Jean-François Palus, group managing director of Kering, last month declined to comment on talk of off-loading Puma, saying the group is not contemplating any acquisitions in the near-term.
Among Chinese investors, while some new and sophisticated buyers are becoming more effective, others that talk about making acquisitions “may not be fully up to speed” when if comes to valuation and Western-style auction processes, noted Berry.
Looking further afield, industry experts note that activity in luxury M&A may extend beyond traditional boundaries.
“I would have thought that there should be deals in the technology space,” said Gallot-Auberger, who wondered why luxury companies have not made moves to bring technology in-house.
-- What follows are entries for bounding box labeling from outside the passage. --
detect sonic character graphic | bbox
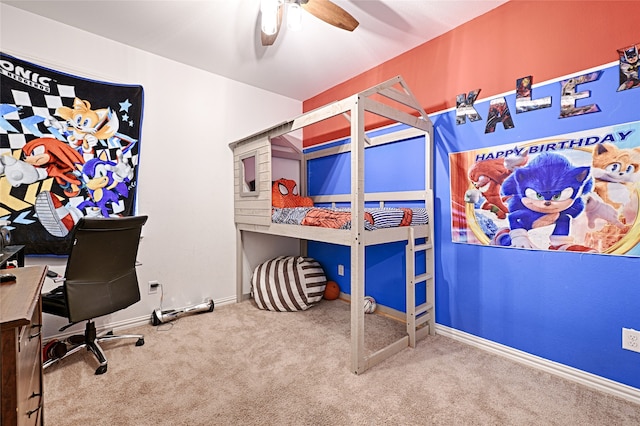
[499,153,596,252]
[78,150,133,217]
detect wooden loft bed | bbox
[229,76,435,374]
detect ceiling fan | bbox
[260,0,359,46]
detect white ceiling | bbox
[0,0,507,101]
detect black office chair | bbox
[42,216,147,374]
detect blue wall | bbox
[431,66,640,388]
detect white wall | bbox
[0,4,302,336]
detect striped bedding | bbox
[251,256,327,312]
[271,207,429,231]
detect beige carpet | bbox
[44,301,640,426]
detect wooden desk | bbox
[0,266,47,426]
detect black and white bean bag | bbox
[251,256,327,312]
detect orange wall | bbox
[303,0,640,146]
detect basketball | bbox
[364,296,378,314]
[324,281,340,300]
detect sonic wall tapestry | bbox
[0,53,143,254]
[448,45,640,256]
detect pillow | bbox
[271,179,313,208]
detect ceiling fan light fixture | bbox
[260,0,281,35]
[287,3,302,31]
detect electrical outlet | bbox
[622,328,640,352]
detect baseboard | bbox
[435,324,640,404]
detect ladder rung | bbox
[416,315,431,328]
[413,243,433,251]
[415,303,433,317]
[413,274,432,284]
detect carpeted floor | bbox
[44,300,640,426]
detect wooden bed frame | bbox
[229,76,435,374]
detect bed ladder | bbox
[405,227,435,348]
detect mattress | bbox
[271,207,429,231]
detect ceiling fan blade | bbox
[300,0,360,31]
[260,4,284,46]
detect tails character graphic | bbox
[501,153,595,252]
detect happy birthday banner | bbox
[448,45,640,256]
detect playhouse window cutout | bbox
[240,152,260,196]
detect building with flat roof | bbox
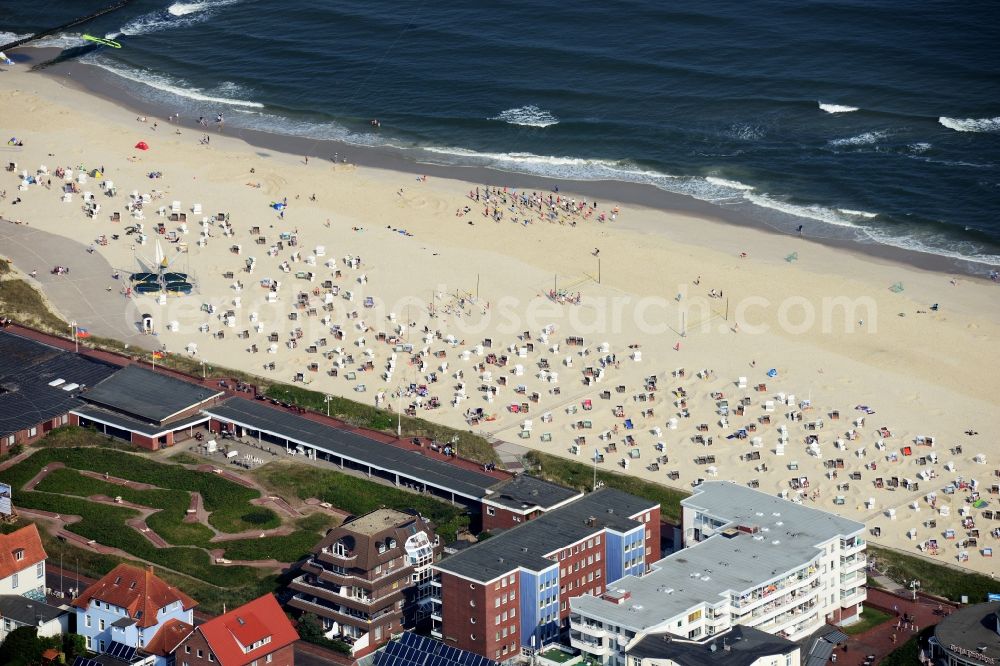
[431,488,660,660]
[0,331,118,455]
[482,474,583,532]
[570,481,866,666]
[288,509,442,657]
[928,601,1000,666]
[70,365,223,451]
[628,626,801,666]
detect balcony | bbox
[569,618,613,638]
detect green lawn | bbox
[840,606,895,636]
[253,462,469,543]
[0,436,336,589]
[868,544,997,604]
[525,451,688,521]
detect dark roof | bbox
[628,625,796,666]
[85,365,222,422]
[0,331,118,436]
[934,601,1000,657]
[372,631,499,666]
[435,488,658,583]
[0,594,68,627]
[486,474,580,511]
[204,398,496,499]
[73,405,208,437]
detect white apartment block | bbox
[570,481,866,666]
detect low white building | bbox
[570,481,866,666]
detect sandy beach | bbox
[0,61,1000,572]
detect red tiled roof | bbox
[195,594,299,666]
[142,620,194,657]
[73,564,198,628]
[0,523,48,578]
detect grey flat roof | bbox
[681,481,865,543]
[435,488,657,583]
[0,594,68,627]
[73,404,208,437]
[84,365,222,423]
[202,397,497,500]
[487,474,582,511]
[0,331,118,436]
[628,625,798,666]
[570,482,864,631]
[934,601,1000,661]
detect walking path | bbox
[837,579,955,666]
[0,218,153,349]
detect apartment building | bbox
[431,488,660,660]
[288,509,442,657]
[570,481,866,666]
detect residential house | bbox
[0,523,47,601]
[173,594,299,666]
[73,564,197,666]
[288,509,441,657]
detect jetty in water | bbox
[0,0,132,52]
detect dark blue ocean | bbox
[0,0,1000,265]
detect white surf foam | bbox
[827,130,889,148]
[86,58,264,109]
[837,208,878,220]
[938,116,1000,132]
[705,176,754,192]
[167,0,239,16]
[114,0,239,39]
[819,102,858,113]
[490,104,559,127]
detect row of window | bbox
[10,562,45,589]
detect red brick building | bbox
[432,488,660,661]
[288,509,441,657]
[173,594,299,666]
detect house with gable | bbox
[0,523,48,601]
[174,594,299,666]
[73,564,197,666]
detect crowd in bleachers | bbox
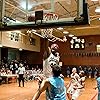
[66,66,100,78]
[0,60,43,83]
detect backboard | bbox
[0,0,89,30]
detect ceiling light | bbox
[19,48,23,51]
[63,31,69,34]
[95,6,100,13]
[57,27,63,30]
[68,34,74,37]
[72,36,77,39]
[91,0,99,1]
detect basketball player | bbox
[43,39,60,78]
[67,68,80,100]
[36,39,60,88]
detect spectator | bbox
[17,63,25,87]
[32,65,66,100]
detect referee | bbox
[18,63,25,87]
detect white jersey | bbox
[67,73,80,94]
[43,53,60,78]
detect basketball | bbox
[51,44,59,49]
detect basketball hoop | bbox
[41,13,58,39]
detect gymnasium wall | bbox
[21,35,100,66]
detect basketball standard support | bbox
[0,0,89,30]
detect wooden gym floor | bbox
[0,78,97,100]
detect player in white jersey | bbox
[72,71,85,100]
[67,68,80,100]
[43,44,60,78]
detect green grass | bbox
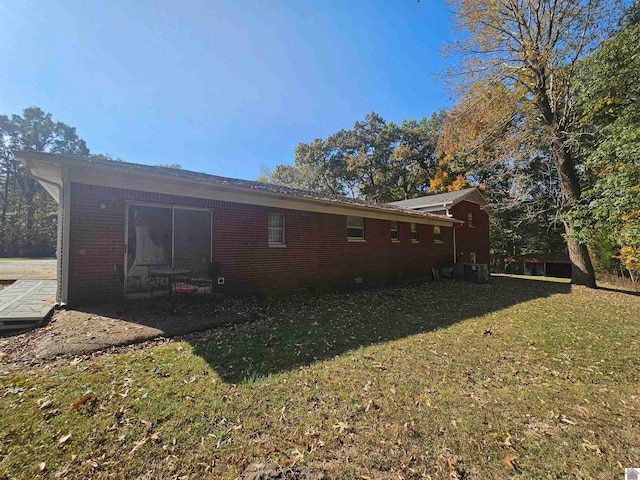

“Why be dependent on external providers?” she asked.
And perhaps there is room for non-luxury companies to reach into the luxury sphere. As online retailers become increasingly important to the sector, the need for them to have a physical presence has emerged.
“That is bringing more M&A activity, because online is moving toward the off-line and off-line is moving toward the online,” said Bonacina.
Amazon revealed the boundless ambitions of founder and chief executive officer Jeff Bezos by snatching up Whole Foods this year. Plans to sell products from beauty company Violet Grey through its online platform, brought to light by WWD, suggest the company is interested in dabbling in higher-end business.
“Let’s not forget Amazon. Amazon could very much decide to start buying luxury companies,” said Berry.
“It’s not the end of M&A,” predicted Gallot-Auberger, “but rather a different kind of M&A.”